Upon request, and as required by Privacy Shield Principles and applicable law, FibroGen will provide individuals with reasonable access to Personal Information about them. FibroGen will also take reasonable steps to allow individuals to review Personal Information for the purposes of correcting, amending or deleting such information in instances where it Personal Information is demonstrated to be incomplete or inaccurate.

Individuals can contact FibroGen at DPO@FibroGen.com in order to request access or to make inquiries regarding limiting the use and disclosure of Personal Information about them.

Individuals in the EU, Switzerland, and certain other jurisdictions may have certain data subject rights which may be subject to limitations and/or restrictions. These rights may include the right to: (i) request access to and rectification or erasure of their Personal Information; (ii) obtain restriction of processing or to object to processing of their Personal Information; and (iii) the right to data portability.

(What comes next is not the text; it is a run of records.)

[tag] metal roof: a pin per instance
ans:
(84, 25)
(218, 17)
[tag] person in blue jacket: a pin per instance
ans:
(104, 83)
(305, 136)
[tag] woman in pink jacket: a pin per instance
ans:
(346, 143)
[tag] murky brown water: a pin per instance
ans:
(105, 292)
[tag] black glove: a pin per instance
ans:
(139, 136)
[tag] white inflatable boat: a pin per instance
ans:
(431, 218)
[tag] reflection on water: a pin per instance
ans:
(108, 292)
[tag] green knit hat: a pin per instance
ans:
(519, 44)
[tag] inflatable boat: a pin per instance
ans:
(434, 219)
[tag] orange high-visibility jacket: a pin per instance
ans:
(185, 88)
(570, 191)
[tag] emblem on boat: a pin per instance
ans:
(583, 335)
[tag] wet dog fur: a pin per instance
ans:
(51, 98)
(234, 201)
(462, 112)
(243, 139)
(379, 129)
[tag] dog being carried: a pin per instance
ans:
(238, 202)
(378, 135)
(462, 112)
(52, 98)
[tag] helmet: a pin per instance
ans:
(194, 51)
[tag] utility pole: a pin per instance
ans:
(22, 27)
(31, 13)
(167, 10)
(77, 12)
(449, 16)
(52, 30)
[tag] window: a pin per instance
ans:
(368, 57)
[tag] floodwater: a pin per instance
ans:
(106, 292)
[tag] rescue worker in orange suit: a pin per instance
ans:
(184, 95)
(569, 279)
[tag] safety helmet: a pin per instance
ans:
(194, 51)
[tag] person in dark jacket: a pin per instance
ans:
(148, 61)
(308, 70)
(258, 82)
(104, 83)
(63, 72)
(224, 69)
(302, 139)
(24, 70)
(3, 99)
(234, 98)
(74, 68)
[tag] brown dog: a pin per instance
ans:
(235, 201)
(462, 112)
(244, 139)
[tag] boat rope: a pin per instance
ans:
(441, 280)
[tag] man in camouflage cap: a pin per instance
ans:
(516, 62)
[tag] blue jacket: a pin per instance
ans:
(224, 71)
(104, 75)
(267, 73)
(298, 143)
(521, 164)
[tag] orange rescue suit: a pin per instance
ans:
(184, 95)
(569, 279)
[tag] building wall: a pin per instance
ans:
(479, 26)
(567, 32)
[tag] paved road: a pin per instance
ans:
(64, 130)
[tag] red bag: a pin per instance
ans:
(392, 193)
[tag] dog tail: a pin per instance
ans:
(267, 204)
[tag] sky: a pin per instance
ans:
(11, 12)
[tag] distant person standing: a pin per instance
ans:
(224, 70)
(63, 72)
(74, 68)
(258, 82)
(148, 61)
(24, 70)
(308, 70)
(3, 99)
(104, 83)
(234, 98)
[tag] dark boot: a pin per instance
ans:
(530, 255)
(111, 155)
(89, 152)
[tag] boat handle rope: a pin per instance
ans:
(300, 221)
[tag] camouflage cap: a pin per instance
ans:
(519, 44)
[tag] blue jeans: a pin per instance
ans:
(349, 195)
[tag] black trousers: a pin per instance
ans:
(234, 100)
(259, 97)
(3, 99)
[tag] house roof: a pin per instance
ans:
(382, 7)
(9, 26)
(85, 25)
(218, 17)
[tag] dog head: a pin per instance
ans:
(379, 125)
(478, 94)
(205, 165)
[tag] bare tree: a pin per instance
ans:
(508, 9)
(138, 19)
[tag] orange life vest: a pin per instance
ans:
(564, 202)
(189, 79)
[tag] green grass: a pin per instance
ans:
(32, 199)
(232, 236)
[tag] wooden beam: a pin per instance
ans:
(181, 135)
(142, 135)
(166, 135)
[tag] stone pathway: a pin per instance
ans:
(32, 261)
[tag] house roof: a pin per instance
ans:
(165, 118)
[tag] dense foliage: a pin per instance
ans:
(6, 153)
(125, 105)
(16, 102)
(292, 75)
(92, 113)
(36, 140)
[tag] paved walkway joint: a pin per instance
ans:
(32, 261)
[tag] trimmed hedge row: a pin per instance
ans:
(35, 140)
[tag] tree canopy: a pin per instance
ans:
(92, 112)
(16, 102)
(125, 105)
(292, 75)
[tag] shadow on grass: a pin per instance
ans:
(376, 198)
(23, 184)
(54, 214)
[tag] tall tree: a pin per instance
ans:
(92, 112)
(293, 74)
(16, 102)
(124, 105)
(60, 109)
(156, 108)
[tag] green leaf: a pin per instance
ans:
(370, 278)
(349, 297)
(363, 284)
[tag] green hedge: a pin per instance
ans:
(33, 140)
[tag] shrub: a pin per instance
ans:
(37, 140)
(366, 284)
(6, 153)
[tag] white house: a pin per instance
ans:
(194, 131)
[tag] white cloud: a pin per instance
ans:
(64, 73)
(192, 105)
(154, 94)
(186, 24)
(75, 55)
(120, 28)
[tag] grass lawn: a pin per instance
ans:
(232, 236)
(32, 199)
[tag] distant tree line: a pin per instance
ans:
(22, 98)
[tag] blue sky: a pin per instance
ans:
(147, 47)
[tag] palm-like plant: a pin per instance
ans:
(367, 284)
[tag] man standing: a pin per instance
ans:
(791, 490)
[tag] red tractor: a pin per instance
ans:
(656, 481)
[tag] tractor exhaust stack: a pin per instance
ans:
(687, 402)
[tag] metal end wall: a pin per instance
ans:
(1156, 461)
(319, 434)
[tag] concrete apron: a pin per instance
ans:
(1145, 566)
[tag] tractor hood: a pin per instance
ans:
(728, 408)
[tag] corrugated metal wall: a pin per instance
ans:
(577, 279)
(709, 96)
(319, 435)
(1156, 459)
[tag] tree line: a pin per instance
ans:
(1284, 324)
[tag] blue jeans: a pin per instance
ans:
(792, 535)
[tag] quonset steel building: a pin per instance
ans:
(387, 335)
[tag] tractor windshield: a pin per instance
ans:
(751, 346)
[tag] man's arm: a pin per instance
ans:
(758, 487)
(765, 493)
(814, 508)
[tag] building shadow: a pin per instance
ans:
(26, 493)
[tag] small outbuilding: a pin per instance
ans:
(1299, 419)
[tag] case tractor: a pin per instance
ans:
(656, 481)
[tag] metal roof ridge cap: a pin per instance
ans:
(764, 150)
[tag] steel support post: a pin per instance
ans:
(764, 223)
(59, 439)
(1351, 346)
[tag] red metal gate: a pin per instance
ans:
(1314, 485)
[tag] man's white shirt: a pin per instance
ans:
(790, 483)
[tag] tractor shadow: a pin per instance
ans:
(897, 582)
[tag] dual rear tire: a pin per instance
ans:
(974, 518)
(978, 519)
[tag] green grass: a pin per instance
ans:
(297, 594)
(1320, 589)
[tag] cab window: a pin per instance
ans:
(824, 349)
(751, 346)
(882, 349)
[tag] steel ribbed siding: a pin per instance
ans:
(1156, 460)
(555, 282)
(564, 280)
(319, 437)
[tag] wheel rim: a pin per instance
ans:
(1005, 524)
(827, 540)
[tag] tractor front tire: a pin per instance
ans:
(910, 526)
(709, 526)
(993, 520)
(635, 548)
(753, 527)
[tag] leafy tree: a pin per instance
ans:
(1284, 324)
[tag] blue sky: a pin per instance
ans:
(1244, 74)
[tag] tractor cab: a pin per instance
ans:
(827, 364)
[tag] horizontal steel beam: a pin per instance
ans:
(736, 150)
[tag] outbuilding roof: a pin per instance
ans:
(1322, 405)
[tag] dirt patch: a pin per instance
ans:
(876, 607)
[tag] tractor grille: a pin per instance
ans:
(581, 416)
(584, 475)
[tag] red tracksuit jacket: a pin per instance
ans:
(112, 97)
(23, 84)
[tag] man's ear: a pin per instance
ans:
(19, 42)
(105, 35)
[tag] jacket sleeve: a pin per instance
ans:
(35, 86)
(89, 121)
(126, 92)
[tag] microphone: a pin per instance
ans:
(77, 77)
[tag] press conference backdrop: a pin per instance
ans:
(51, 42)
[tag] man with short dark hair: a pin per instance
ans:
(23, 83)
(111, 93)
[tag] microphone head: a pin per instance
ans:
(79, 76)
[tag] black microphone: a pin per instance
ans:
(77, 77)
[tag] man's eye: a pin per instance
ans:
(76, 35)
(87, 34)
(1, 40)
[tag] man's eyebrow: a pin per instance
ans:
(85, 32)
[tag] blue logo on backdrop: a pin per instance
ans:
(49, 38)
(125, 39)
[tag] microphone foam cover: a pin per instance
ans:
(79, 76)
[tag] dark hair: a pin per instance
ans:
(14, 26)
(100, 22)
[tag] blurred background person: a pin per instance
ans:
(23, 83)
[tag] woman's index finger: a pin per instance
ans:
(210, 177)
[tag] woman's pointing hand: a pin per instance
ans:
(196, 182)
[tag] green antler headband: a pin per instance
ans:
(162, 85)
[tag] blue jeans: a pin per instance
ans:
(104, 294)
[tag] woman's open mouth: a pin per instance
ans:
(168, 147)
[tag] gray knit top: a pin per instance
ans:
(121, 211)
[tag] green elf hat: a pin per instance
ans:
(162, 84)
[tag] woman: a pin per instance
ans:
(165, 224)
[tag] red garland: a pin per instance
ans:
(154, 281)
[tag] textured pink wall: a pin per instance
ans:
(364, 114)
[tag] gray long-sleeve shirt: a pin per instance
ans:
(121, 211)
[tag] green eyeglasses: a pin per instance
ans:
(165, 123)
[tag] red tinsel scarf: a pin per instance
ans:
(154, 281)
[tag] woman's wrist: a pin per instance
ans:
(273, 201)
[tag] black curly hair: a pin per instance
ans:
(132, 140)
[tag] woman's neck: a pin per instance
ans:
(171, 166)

If you wish to exercise one of the above-mentioned rights, please send us your request via email to: DPO@FibroGen.com. Individuals also have the right to lodge a complaint about the processing of their Personal Information with their local data protection supervisory authority.

No fee usually required

You will not have to pay a fee to access your personal data (or to exercise any of the other rights). However, we may charge a reasonable fee if your request is clearly unfounded, repetitive or excessive. Alternatively, we may refuse to comply with your request in these circumstances.

What we may need from you

We may need to request specific information from you to help us confirm your identity and ensure your right to access your personal data (or to exercise any of your other rights). This is a security measure to ensure that personal data is not disclosed to any person who has no right to receive it. We may also contact you to ask you for further information in relation to your request.

Security and retention of your Personal Information

The security of your Personal Information is important to us. We take reasonable steps, including technical, administrative and physical safeguards, designed to protect the Personal Information submitted to us from loss, misuse and unauthorized access, disclosure, alteration and destruction. However, no method of security or method of transmission over the Internet is entirely secure. You should always use caution when transmitting Personal Information over the Internet.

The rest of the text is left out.